Supervision is the Executive Branch

Bert Hooyman

Chief Architect – Mphasis

The executive branch is the part of government that enforces law and has responsibility for the governance of a state. Source: Wikipedia, lemma Executive (government)

An earlier article discussed the interoperability aspects of a distributed system, introducing the notion of a topology of component integrations, managing that topology, and making a distributed system operate as one whole. The article described the need for a component responsible for issuing control instructions to the application's services. This component is the ‘supervisor’ of the application. It has authority over the workers, i.e., the service components of the application. In doing so, the supervisor has responsibility for the governance of the application.

This article will elaborate more on the role and responsibilities of the supervisor in a distributed component-based system.

Role & Responsibilities of a Supervisor

ask your supervisor

The concept of a software application does not apply to a distributed system. It is not a single installable object, it is not managed as a single process at runtime, and it is neither built nor maintained as one whole. So, when viewed from the inside (i.e. the design, build and maintain perspectives), a distributed system is truly distributed. But when viewed from the outside (the use perspective), the distributed system acts as an application or a product, with an application owner (or a product owner), a feature backlog, business users, etc. For the outsiders, the system has an identity as one whole, e.g., "Card Checking is down".

The supervisor of a distributed system acts as a representative of that system, in other words, it is the application. To put it more mildly, the supervisor is the only component that has at least some notion of the concept of an application. This comes with a significant number of responsibilities. Let's review these now.

Awareness

The supervisor ensures that there is some level of oversight and awareness over the total set of components that comprise an application.
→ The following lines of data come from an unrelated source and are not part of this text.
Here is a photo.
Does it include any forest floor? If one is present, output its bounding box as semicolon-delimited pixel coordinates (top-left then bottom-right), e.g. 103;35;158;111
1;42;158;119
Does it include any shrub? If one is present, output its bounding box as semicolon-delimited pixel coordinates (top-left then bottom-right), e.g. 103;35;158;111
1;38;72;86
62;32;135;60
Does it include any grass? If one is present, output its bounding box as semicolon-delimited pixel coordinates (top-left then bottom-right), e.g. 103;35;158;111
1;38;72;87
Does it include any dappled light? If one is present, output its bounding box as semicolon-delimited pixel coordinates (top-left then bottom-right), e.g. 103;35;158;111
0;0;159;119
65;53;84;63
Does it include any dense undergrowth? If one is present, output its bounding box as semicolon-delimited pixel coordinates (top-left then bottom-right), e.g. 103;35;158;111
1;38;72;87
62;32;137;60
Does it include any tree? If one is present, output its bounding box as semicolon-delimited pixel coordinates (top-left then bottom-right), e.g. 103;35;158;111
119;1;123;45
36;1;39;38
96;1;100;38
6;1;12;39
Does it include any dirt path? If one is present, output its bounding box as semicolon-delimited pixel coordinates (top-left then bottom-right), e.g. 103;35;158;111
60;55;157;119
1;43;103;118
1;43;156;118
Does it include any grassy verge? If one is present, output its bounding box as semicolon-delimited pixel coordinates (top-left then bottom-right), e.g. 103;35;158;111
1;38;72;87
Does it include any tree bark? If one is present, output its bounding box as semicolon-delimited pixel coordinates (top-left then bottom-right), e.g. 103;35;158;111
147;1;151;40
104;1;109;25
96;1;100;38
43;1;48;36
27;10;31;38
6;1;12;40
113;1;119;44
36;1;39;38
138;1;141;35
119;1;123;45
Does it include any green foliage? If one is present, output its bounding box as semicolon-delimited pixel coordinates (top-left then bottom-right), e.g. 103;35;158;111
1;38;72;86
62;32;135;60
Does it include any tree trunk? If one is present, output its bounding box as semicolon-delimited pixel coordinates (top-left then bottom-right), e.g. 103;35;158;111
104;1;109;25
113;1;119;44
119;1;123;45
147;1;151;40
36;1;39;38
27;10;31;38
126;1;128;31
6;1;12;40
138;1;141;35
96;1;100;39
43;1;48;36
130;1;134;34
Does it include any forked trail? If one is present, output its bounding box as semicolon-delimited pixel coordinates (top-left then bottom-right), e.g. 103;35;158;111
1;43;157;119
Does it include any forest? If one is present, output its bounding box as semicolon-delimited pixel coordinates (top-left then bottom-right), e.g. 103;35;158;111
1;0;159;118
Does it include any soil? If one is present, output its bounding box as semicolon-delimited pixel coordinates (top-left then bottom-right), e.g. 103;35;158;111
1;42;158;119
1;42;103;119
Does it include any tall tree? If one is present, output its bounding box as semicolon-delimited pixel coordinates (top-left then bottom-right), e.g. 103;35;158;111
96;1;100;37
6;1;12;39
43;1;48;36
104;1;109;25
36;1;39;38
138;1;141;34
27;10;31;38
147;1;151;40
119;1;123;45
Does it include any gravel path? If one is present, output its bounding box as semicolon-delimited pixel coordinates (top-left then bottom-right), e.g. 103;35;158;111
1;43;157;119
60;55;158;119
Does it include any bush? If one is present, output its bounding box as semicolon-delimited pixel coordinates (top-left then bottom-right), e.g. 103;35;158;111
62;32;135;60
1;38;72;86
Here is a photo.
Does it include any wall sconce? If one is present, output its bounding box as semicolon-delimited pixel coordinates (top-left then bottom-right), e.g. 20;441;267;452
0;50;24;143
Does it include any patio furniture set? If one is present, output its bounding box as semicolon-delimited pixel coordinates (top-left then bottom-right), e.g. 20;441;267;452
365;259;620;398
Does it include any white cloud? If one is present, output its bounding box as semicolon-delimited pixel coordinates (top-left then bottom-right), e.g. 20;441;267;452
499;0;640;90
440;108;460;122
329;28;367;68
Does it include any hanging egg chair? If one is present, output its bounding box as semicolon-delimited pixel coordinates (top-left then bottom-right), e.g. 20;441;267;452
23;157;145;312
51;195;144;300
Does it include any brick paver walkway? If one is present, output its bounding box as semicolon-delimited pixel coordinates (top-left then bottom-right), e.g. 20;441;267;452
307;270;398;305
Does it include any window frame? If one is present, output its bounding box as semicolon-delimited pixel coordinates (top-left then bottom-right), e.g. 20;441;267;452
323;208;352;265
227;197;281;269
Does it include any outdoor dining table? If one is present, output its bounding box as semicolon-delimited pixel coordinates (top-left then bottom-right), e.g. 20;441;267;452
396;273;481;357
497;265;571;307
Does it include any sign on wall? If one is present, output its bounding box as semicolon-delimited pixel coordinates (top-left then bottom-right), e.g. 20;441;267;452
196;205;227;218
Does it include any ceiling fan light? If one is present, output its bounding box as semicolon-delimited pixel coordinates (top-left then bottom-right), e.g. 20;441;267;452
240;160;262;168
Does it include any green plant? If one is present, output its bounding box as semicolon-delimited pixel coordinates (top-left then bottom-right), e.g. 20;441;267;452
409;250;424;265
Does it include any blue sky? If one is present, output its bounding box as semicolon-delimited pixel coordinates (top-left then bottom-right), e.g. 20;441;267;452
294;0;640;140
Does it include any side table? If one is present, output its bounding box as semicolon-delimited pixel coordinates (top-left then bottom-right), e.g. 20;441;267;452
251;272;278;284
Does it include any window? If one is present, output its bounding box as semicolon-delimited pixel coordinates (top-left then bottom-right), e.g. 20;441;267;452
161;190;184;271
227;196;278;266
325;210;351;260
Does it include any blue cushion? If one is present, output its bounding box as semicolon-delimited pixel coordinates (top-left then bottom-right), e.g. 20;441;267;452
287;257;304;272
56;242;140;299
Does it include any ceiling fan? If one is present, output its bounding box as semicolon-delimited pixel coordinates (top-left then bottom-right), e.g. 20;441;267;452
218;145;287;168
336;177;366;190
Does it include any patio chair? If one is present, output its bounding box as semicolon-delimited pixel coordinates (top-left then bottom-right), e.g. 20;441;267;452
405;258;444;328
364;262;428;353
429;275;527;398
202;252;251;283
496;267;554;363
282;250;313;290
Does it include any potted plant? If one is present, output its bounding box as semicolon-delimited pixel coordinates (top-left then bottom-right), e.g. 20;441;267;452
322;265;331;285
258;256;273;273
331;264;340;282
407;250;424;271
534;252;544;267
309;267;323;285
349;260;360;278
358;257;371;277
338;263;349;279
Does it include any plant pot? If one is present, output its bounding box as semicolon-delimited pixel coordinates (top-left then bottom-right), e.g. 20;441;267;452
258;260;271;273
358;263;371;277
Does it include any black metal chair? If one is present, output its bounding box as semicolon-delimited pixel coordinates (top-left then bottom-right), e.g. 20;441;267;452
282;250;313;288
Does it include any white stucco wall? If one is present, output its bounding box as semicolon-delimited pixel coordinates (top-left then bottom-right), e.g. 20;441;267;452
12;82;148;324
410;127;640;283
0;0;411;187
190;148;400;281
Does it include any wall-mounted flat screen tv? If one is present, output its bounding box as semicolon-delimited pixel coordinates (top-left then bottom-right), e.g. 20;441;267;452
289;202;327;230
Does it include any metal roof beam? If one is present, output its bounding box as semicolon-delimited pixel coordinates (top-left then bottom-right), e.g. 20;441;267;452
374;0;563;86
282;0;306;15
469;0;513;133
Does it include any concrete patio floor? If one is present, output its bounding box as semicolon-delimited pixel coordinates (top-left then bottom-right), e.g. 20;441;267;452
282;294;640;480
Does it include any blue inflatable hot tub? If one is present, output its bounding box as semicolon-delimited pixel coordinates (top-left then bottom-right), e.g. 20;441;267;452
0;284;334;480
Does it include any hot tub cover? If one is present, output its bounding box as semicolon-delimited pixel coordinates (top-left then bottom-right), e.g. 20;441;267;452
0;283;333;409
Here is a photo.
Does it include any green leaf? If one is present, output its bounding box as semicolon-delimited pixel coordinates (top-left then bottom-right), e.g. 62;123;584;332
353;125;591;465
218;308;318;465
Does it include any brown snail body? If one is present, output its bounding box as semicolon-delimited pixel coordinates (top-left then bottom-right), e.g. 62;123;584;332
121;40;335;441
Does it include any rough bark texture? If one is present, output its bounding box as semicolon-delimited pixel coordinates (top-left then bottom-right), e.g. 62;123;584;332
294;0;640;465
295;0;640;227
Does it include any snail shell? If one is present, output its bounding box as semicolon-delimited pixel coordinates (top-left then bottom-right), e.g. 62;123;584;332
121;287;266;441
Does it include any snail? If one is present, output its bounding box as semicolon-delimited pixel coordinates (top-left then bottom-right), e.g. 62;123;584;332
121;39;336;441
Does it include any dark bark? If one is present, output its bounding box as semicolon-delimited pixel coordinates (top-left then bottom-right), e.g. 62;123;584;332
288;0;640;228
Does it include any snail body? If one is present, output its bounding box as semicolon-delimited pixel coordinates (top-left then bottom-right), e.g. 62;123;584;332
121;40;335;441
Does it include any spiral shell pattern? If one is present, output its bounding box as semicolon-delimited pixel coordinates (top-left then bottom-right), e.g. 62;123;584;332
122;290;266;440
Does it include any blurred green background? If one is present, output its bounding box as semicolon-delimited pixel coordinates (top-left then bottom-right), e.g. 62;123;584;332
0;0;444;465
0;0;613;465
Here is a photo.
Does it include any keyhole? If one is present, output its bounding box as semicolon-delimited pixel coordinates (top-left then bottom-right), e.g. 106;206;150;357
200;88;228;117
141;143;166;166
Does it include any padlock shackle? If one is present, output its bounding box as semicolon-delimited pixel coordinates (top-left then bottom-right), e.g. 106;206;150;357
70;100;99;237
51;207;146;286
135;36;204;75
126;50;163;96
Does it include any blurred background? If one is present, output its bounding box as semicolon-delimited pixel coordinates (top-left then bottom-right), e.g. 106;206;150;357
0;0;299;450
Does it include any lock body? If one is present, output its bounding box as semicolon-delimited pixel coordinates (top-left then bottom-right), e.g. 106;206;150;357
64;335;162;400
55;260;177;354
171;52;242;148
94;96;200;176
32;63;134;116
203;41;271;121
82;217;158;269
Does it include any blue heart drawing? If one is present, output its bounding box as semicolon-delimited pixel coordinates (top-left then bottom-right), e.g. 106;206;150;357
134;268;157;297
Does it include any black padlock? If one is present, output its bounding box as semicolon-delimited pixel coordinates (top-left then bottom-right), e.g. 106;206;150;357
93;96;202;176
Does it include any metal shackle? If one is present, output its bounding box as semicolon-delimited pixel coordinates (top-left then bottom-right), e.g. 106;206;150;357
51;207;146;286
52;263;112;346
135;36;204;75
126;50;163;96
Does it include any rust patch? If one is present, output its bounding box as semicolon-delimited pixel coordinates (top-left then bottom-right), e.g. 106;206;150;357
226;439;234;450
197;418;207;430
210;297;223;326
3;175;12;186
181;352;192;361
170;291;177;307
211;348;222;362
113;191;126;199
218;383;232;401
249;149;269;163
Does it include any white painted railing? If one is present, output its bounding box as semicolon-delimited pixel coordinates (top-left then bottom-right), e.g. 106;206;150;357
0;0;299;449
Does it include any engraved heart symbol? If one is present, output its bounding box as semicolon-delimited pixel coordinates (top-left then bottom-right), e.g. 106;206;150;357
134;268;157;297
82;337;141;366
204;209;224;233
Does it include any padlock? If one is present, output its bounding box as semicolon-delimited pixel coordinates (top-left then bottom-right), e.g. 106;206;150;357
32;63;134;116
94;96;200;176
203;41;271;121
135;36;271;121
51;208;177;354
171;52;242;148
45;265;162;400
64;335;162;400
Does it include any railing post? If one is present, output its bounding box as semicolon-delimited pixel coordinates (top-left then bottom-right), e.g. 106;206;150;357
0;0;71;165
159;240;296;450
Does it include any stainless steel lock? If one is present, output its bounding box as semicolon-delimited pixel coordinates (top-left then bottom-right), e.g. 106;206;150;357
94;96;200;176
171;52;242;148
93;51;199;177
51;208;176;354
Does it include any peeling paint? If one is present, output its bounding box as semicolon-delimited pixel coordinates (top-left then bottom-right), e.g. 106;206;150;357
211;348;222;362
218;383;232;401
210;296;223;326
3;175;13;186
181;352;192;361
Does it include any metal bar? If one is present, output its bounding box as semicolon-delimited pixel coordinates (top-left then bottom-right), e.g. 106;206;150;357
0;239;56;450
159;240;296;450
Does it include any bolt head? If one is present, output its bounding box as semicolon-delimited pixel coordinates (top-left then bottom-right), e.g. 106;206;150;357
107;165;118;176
As Nicolai Josuttis said, back in 2007: The danger with distributed systems is that any one component can break the whole system. It is the responsibility of the supervisor to avoid this scenario.

Control plane setup

Supervisor is the job title of a lower-level management position primarily based on authority over workers or the workplace. A supervisor is first and foremost an overseer whose main responsibility is to ensure that a group of subordinates gets out the assigned amount of production when they are supposed to do it and within acceptable levels of quality, costs, and safety.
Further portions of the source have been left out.